JPEG: a Lossy Image Format

 First of all, let's explain that by loss of image quality, we do not mean that it will fade like regular photographs. These are digital graphics, after all. If you make a mistake in choosing a file format in which to save an image, it will end up as a low-detail image. The file format that does this is called JPEG.

JPEG Was Created to Make Files Smaller

 JPEG uses the properties of the human eye, which is relatively insensitive to color despite being sensitive to light, to break up an image into blocks and group colors within each block together. By compressing the data in this way, JPEG achieves its greatest advantage, to wit, making files smaller. At the same time, however, images compressed with JPEG also lose detail equal to the amount of data reorganization that has taken place.
  Changing the level of compression when the file is saved can result in files that are highly compressed and, thus, very small at the expense of low image quality. Conversely, JPEG files can be saved with low compression and, thus, high image quality. This last choice, however, is only a question of degree, not all: images saved as JPEGs will inevitably experience loss of image quality.

TIFF and Photoshop's PSD Formats: Use These for Important Graphics Whose Quality You Want to Preserve

 JPEG is also used to save images taken with digital cameras, the purpose being to reduce file size as much as possible to enable taking lots of pictures at a time. If you look at a detailed enlargement of what appears at first glance to be a clean image, you can see the blurriness, or block noise, that JPEG introduces. If you open this image in Photoshop and save it as a JPEG again, it will lose even more image quality. If these files are important to you, we recommend that you save them instead in a lossless graphics format, such as TIFF or Photoshop's own PSD format, rather than JPEG.



Embedding ICC Profiles

 One more thing to pay attention to when saving your graphics is embedding ICC Profiles in them. When you open a graphic, and designate one ICC Profile or another, that ICC Profile is preserved until you save the file.
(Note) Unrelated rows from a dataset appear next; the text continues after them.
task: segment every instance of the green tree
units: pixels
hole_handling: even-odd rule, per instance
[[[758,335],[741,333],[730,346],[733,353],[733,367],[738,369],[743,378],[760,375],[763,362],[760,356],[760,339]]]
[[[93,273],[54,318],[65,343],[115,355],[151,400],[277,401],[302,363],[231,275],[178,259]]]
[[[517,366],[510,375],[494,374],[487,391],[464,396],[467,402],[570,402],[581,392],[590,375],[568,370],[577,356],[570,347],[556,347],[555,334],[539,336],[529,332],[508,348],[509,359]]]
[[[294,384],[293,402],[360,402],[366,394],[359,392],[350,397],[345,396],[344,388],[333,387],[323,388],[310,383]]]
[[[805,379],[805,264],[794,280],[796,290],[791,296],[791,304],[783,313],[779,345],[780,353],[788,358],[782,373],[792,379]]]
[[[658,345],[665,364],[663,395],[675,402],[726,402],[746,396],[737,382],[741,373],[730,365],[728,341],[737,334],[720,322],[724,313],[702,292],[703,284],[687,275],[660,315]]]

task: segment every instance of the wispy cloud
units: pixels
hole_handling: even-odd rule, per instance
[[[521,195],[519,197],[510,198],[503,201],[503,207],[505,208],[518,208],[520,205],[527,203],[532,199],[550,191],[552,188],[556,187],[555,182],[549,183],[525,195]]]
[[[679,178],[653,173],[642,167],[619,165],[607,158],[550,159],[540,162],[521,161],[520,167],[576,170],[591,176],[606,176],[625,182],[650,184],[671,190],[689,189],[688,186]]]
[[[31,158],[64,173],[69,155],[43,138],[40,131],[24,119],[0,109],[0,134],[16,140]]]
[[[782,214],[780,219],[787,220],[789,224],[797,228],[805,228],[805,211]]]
At that point, you can choose whether to embed the profile in the file. As we have said repeatedly, an ICC Profile defines the color space in which the graphic was created. Having an ICC Profile is what enables the correct reproduction of that graphic's color in the first place. While it appears that many people do not get in the habit of embedding ICC Profiles in their images because they find it to be too much trouble, we strongly recommend that you get in the habit of embedding ICC Profiles in your images so that they will communicate their colors properly.


 To save graphic files safely after you retouch or color-correct them,we recommend saving them in either the Photoshop or TIFF file formats. We also recommend checking the ICC Profile item, and designating that these profiles be embedded into your graphic files.

  One more thing: if you have a graphic with layers in it, only the PSD or TIFF file format will enable you to preserve those layers. While you can go ahead and save such graphics as JPEGs, for example, doing so will forcibly consolidate any and all layers.